I didn't get a true impression, since I played as Mahajapit so basically I got 4-5 relics just by building my unique quarter, so I didn't have to get the rest by religion. I don't even remember what belief I picked.

I'm like 50/50 on whether I like it as the culture path. Like, I understand that you need culture to get deeper into the tree, to unlock more items. But it still feels a side removed from the actual culture that you have to search out.

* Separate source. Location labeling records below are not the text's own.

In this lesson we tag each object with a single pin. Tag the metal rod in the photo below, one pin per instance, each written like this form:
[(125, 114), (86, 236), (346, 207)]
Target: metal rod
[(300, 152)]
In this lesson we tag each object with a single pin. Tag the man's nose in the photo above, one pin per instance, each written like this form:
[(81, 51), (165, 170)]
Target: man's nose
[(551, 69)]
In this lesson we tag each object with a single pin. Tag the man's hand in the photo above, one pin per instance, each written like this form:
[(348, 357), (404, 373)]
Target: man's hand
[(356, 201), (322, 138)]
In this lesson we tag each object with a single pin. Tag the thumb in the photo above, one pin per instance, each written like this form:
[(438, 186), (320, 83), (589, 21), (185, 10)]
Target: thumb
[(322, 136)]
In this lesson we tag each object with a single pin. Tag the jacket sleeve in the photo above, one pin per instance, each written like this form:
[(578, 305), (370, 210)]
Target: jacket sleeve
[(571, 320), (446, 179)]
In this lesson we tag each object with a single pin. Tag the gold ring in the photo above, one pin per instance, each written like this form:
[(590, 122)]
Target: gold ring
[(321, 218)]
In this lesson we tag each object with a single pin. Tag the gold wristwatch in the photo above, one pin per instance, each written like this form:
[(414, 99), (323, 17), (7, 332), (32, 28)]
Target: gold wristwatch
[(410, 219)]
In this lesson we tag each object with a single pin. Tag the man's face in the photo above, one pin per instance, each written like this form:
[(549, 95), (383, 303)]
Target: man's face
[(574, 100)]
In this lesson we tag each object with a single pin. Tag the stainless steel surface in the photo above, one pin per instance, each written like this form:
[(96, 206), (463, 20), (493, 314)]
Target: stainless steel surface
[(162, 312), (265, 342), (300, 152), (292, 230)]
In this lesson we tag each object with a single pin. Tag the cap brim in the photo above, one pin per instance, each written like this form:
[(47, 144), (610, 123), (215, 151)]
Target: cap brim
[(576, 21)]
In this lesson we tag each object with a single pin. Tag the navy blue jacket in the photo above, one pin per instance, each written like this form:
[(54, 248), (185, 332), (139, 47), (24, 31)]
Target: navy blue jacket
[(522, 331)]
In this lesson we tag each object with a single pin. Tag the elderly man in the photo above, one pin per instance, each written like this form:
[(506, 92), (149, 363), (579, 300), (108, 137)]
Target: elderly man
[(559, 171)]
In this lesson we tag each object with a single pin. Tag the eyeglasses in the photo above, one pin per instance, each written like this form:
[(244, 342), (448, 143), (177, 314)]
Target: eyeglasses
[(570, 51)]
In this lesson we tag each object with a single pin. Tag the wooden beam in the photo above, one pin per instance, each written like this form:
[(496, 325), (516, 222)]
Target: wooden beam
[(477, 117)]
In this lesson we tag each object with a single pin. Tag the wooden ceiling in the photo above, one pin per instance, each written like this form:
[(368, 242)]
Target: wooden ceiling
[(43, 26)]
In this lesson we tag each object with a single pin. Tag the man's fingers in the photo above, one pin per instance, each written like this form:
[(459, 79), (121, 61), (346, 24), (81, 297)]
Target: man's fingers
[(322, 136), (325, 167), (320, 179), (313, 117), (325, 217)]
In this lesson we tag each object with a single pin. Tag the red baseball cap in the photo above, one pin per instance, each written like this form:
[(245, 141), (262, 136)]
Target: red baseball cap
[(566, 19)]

As for what to change, I'm also not really sure. I think I would drop its involvement in the military victory path, and I do think something in the spread needs to change to avoid the micro. I wonder if maybe we should go back to the old pressure system, and whenever your missionary go to a city, instead of just converting half the pop, what you do is establish a permanent presence in the opposing city, that applies pressure on them. You could also add the other passive spread mechanisms from civ 6 (from trade routes, distance from converted cities, etc...). And basically instead of constantly feeding missionaries to fight, it's a race to basically position your churches to get maximum spread to fight them down. I think you'd also have to limit how you get them - maybe you gain a number of them through the culture tree, as well as getting one for free every time you build a temple or place a specialist on your temple, and maybe a few other narrative ways. Maybe you also give some other direct connection between culture and pressure - ie. each point of culture your cities of your religion produce is a point that contributes to the spread.

If you do that, I think you probably ditch the relic system, but maybe add in a counter more like the factory win, so you get like 1 point per turn per city of your religion, and maybe the VC is at like 200 points (500? Not sure). So it's a race to get there first, and then a race to spread. But you don't have to build a million of them, you just get them naturally, and then have to manage them.